Pour la préfecture de la Seine, qui, en absence d’une mairie à Paris – établie seulement en 1977 –, a la main sur les propriétés, les arrestations des juifs du quartier, majoritairement étranger, sont une opportunité pour expulser une population sans défense, qui n’a par ailleurs pas le droit de quitter le département de la Seine. Une partie sera arrêtée lors de la rafle du Vél’ d‘Hiv, en juillet 1942, et envoyée à Drancy, dont la logistique est aux mains de la même préfecture. Ainsi, les questions de l’indemnisation – les sommes destinées aux juifs devaient être consignées sur des comptes – et du « relogement » ne se posent plus. Deux calendriers courent en parallèle. Plusieurs logiques anciennes s’imbriquent aussi. Le désir ancien, préalable à la guerre, de débarrasser ce quartier de ses étrangers, le souci de la ville de construire une cité administrative – elle sera finalement bâtie sur le boulevard Morland –, d’accueillir des artistes – ce sera la Cité des arts édifiée après-guerre –, de loger des services dans certains hôtels particuliers et de remettre la main en plein cœur de Paris sur un certain nombre de logements. « Un effet d’aubaine », résume Sarah Gensburger : telle fut la politique de persécution pour cette opération aussi sociale qu’architecturale. Car on ne voulait pas seulement nettoyer les habitats insalubres, mais aussi en purifier les habitants, au point de laisser vides les immeubles qui se sont vite dégradés afin de pouvoir mieux les détruire ensuite.

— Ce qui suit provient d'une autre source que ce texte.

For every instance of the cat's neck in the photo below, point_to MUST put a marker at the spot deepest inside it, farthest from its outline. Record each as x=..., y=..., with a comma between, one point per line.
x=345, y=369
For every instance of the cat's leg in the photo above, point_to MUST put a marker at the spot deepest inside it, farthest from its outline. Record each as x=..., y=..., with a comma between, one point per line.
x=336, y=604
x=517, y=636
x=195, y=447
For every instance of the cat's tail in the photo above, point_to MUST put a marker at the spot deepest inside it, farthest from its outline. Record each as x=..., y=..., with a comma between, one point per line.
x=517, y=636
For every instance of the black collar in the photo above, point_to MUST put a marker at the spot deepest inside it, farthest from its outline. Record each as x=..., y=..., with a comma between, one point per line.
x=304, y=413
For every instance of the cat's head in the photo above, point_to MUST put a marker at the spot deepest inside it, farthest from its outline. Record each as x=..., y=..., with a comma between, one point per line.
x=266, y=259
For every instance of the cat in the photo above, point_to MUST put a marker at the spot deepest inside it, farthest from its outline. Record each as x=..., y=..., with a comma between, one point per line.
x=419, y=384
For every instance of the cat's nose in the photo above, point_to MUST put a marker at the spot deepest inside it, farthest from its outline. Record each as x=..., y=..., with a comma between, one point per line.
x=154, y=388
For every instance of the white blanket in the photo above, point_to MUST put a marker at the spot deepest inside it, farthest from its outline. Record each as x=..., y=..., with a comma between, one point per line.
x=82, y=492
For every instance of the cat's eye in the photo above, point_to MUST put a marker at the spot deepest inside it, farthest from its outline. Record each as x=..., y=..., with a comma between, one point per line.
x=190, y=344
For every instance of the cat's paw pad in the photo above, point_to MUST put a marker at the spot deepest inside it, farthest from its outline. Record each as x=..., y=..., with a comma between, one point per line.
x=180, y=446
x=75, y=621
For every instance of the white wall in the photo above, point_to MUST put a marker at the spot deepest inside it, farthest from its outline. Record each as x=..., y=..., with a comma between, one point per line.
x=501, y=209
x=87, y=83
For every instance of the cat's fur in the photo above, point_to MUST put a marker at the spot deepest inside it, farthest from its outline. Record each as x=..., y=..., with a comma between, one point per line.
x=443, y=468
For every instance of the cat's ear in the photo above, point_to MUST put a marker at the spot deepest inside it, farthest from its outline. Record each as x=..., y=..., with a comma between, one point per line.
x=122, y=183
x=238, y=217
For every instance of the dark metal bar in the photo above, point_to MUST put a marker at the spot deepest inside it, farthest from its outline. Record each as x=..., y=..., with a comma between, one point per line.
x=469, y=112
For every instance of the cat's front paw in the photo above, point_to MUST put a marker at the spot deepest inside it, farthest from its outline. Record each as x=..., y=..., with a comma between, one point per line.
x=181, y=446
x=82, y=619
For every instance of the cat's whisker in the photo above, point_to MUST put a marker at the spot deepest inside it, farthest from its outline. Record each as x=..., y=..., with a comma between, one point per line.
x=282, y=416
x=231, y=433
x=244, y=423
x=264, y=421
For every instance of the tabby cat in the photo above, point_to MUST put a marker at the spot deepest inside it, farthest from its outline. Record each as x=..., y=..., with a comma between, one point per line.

Vides ? Pas pour tout le monde. Gensburger et Backouche travaillent actuellement sur les 40 000 appartements habités par des juifs dans tout Paris qui furent récupérés par des non-juifs : “Notre attention a été attirée par des courriers de non-juifs qui avaient remarqué des logements vacants. » Les deux historiennes vont démontrer que ce relogement concerna surtout les « voisins » qui habitaient à moins de 100 mètres des appartements vides qu’ils avaient repérés. Les Archives de Paris contiennent par centaines ces courriers où l’on réclamait le logement de familles juives disparues. Gensburger et Backouche étudient également les dossiers des survivants juifs qui tentèrent à leur retour de revenir dans leurs appartements.
Destruction
Quant à l’immeuble des Zajdner, où vivaient également les Jankielewicz, Isodore Moskowitz, Anna Bilcorai, Rachel Polak, Idel Pollac, Maurice Norynberg, Ben Schlachter, tous aussi déportés, il fut détruit après guerre par la SAGI, à qui la Ville de Paris avait acordé une délégation de gestion. C’est au rez-de-chaussée de cet immeuble que le père de Sarah Zajdner avait un commerce d’antiquités. Contrairement à ce qui est indiqué sur le bloc, les Zajdner ne semblent pas avoir habité rue Éginhard pendant la guerre. « Leur dossier indique qu’ils ont emménagé au 10-12 rue du Figuier le 1er janvier 1937, avant d’en être expulsés en novembre 1942. Comme beaucoup, ils se sont réfugiés de l’autre côté de la rue de Rivoli, rue Aubriot, où ils ont été arrêtés le 1er mai 1944 , précise Isabelle Backouche, qui a consulté pour nous leur dossier aux Archives de Paris.
Pourquoi n’y a-t-il rien rue du Figuier ? L’immeuble a été reconstruit en 1952 et il aurait été impossible de placer un bloc devant, comme le demandait Mme Zajdner : une solution impraticable et peu discrète. Au contraire, la petite rue Éginhard, à l’abri des regards, a dû sembler plus opportune. D’après le mémorial de la Shoah, Mme Zajdner, qui se nomme aujourd’hui Mme Yalibez, serait encore vivante, âgée de 94 ans. Nous n’avons malheureusement pas réussi à la contacter.